Use Conda. LensKit is optimized for Anaconda-based Python installations, and works best in that environment. It runs in vanilla Python installations, but takes advantage of Anaconda (and in particularly the MKL) to obtain exceptionally good performance.
LensKit works best when both LensKit and the MKL use Intel's Thread Building Blocks. If you have TBB installed, LensKit will use it automatically:
conda install tbb
MKL, however, defaults to OpenMP, even when TBB is installed. Therefore, you also need to set MKL_THREADING_LAYER=tbb
for good performance:
export MKL_THREADING_LAYER=tbb
Put that in whatever shell scripts you use to launch LensKit. You can also set it in Python, put this at the top of your script before you import any LensKit or PyData packages:
import os
os.environ['MKL_THREADING_LAYER'] = 'tbb'
LensKit uses Numba for multithreaded training, so the NUMBA_NUM_THREADS
environment variable controls its parallelism. Unfortunately, JobLib does not set this variable.

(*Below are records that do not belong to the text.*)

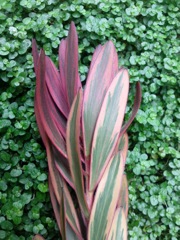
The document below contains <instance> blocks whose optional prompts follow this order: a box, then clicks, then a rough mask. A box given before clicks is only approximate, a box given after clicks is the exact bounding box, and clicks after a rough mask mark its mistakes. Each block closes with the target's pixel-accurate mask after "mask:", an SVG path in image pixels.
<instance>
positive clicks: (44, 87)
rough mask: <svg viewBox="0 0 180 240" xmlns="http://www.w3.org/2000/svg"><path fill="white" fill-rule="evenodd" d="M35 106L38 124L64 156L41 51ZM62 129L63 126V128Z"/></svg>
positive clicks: (63, 148)
mask: <svg viewBox="0 0 180 240" xmlns="http://www.w3.org/2000/svg"><path fill="white" fill-rule="evenodd" d="M35 101H36V106H38V109H37V110H38V111H39V113H38V116H39V115H40V118H39V120H40V121H41V122H40V123H39V124H41V125H42V126H43V128H44V129H45V132H46V134H47V135H48V137H49V139H50V140H51V141H52V143H53V144H54V145H55V146H56V147H57V149H58V150H59V151H60V152H61V153H62V154H63V156H65V157H66V156H67V155H66V149H65V142H64V139H63V137H62V134H61V132H60V130H59V128H58V127H57V125H56V124H55V121H54V118H53V116H52V115H53V114H52V111H53V110H54V108H53V109H52V107H53V104H51V105H50V103H51V102H50V101H51V99H50V96H49V93H48V90H47V86H46V83H45V54H44V51H43V50H42V51H41V53H40V57H39V63H38V68H37V82H36V93H35ZM63 128H64V126H63Z"/></svg>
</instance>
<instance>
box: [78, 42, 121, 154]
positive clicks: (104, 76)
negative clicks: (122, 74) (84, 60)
mask: <svg viewBox="0 0 180 240" xmlns="http://www.w3.org/2000/svg"><path fill="white" fill-rule="evenodd" d="M117 71H118V57H117V53H116V50H115V47H114V45H113V43H112V42H110V41H109V42H107V43H106V44H105V45H104V46H103V47H99V48H98V50H96V51H95V56H93V60H92V64H91V66H90V69H89V73H88V77H87V83H86V86H85V91H84V105H83V132H84V136H85V138H84V146H85V156H86V157H88V156H89V154H90V149H91V144H92V136H93V132H94V128H95V124H96V121H97V118H98V115H99V111H100V108H101V105H102V102H103V100H104V97H105V94H106V92H107V90H108V88H109V85H110V84H111V82H112V80H113V78H114V76H115V74H116V73H117Z"/></svg>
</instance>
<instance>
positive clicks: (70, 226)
mask: <svg viewBox="0 0 180 240" xmlns="http://www.w3.org/2000/svg"><path fill="white" fill-rule="evenodd" d="M66 236H67V240H79V239H81V238H78V236H77V235H76V234H75V232H74V231H73V229H72V228H71V226H70V225H69V224H68V223H67V224H66Z"/></svg>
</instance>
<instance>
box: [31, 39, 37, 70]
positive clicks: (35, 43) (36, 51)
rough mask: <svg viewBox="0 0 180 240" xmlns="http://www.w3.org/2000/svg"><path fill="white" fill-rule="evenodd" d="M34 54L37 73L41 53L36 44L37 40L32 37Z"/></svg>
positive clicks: (33, 54) (34, 69)
mask: <svg viewBox="0 0 180 240" xmlns="http://www.w3.org/2000/svg"><path fill="white" fill-rule="evenodd" d="M32 55H33V61H34V70H35V73H36V72H37V66H38V60H39V53H38V48H37V44H36V40H35V39H32Z"/></svg>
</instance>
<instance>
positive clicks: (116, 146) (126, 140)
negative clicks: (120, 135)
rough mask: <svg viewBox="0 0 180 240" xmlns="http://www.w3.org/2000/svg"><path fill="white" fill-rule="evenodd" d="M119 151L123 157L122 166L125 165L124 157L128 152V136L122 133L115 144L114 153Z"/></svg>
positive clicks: (125, 161)
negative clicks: (123, 157)
mask: <svg viewBox="0 0 180 240" xmlns="http://www.w3.org/2000/svg"><path fill="white" fill-rule="evenodd" d="M118 151H121V152H122V154H123V157H124V164H125V163H126V157H127V152H128V134H127V133H124V135H123V136H120V137H119V139H118V142H117V144H116V149H115V152H118Z"/></svg>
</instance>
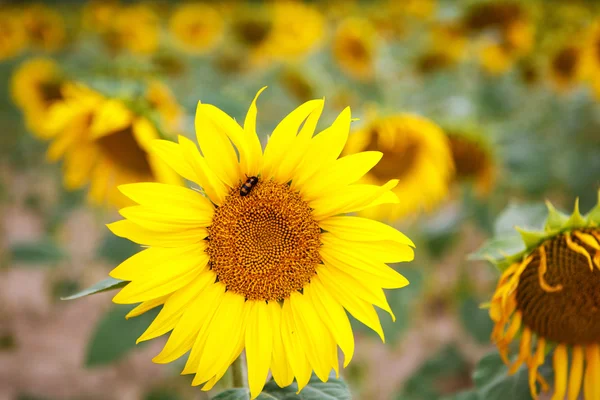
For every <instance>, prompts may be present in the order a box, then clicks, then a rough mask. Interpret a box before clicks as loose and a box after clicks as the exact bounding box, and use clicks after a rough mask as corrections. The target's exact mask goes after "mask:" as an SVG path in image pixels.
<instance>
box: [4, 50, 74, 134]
mask: <svg viewBox="0 0 600 400" xmlns="http://www.w3.org/2000/svg"><path fill="white" fill-rule="evenodd" d="M62 82H63V78H62V74H61V71H60V69H59V67H58V65H57V64H56V62H54V61H53V60H51V59H47V58H33V59H30V60H28V61H26V62H24V63H22V64H21V65H20V66H19V67H18V68H17V70H16V71H15V72H14V73H13V76H12V77H11V95H12V99H13V101H14V102H15V104H16V105H17V106H18V107H19V108H20V109H21V110H22V111H23V113H24V114H25V120H26V122H27V127H28V128H29V129H30V130H31V131H32V132H33V133H34V134H36V135H38V136H40V137H46V136H47V132H46V130H45V129H44V123H45V119H46V114H47V112H48V109H49V108H50V106H51V105H52V104H54V103H55V102H57V101H59V100H60V99H61V98H62V92H61V85H62Z"/></svg>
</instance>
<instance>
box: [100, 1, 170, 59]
mask: <svg viewBox="0 0 600 400" xmlns="http://www.w3.org/2000/svg"><path fill="white" fill-rule="evenodd" d="M159 35H160V24H159V19H158V15H156V13H155V12H154V9H153V8H152V7H150V6H148V5H145V4H134V5H129V6H125V7H122V8H121V9H120V10H119V12H118V13H116V16H115V19H114V21H113V23H112V25H111V26H110V28H109V29H108V31H107V32H106V33H105V34H104V41H105V43H106V45H107V46H108V48H110V49H111V50H113V51H119V50H123V49H125V50H129V51H130V52H132V53H137V54H151V53H153V52H155V51H156V49H157V48H158V44H159Z"/></svg>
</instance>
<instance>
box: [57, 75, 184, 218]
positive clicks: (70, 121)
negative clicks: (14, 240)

Other multiprocessing is done by JobLib, and is controlled by n_jobs
parameters to batch evaluation methods.
LensKit also uses MKL, so MKL_NUM_THREADS
controls the internal MKL parallelism.
When both LensKit and MKL are using TBB, you don't have to worry about LensKit's threads and MKL's threads competing with each other - they'll run in the same thread pool. You do need to worry about JobLib-level parallelism combining with internal parallelism to oversubscribe the CPU. If you are using JobLib to train algorithms in parallel, make sure that NUMBA_NUM_THREADS
times the Joblib job count is no more than your CPU count.